Let $M = [1,\infty) \times S^2$. Equip $M$ with the metric $g = dr^2 + r^2 (\gamma + h)$ where $\gamma$ is a metric on $S^2$ and $h$ is a $(0,2)$ tensor on $M$ that satisfies $$h = O(1/r),\quad \partial h = O(1/r^2), \quad \partial \partial h = O(1/r^3) $$
In other words, the metric $g$ is asymptotic to $dr^2 + r^2 \gamma$.
It is clear that $g$ is an asymptotically flat metric on $M$ (or $\mathbb{R}^3 \setminus B_1$) if and only if $\gamma$ is of constant curvature 1.

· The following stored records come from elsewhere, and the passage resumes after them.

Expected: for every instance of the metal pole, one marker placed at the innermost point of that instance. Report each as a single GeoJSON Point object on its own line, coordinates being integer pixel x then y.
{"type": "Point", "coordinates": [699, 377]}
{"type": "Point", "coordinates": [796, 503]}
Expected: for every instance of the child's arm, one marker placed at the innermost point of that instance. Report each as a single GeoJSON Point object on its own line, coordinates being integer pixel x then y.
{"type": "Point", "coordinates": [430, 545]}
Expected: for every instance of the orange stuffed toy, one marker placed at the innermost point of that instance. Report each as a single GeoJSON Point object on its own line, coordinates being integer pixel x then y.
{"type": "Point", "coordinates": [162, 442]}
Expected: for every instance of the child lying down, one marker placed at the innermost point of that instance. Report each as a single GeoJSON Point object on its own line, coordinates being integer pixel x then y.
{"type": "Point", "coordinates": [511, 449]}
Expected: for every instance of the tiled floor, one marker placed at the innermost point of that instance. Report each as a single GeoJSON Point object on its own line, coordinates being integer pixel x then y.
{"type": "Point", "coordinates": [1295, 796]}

Otherwise, in cartesian coordinates, the metric $g$ satisfies
$$g_{ij} = \delta_{ij} + O(1)$$
What I wish to know is if there exists any nontrivial conformal Killing vector field on $M$ that goes to $0$ as $r$ goes to $\infty$.
It is well known that if $g$ is asymptotically flat, i.e. if $\gamma$ is of constant curvature 1, then the answer is in the negative. This is because any nontrivial conformal Killing field on $M$ will asymptote to a conformal Killing field on Euclidean space, which we know grows like $r$. (Check York's paper titled "Conformal decomposition of symmetric tensors in the theory of gravitation").
But if $\gamma$ is not the round metric on $S^2$, how do I show that there is no nontrivial conformal Killing field that vanishes at infinity? (or come up with a counterexample?) What are the conformal Killing fields on a metric of the form $dr^2+r^2 \gamma$?
Any reference to a paper that uses metrics of this type is appreciated.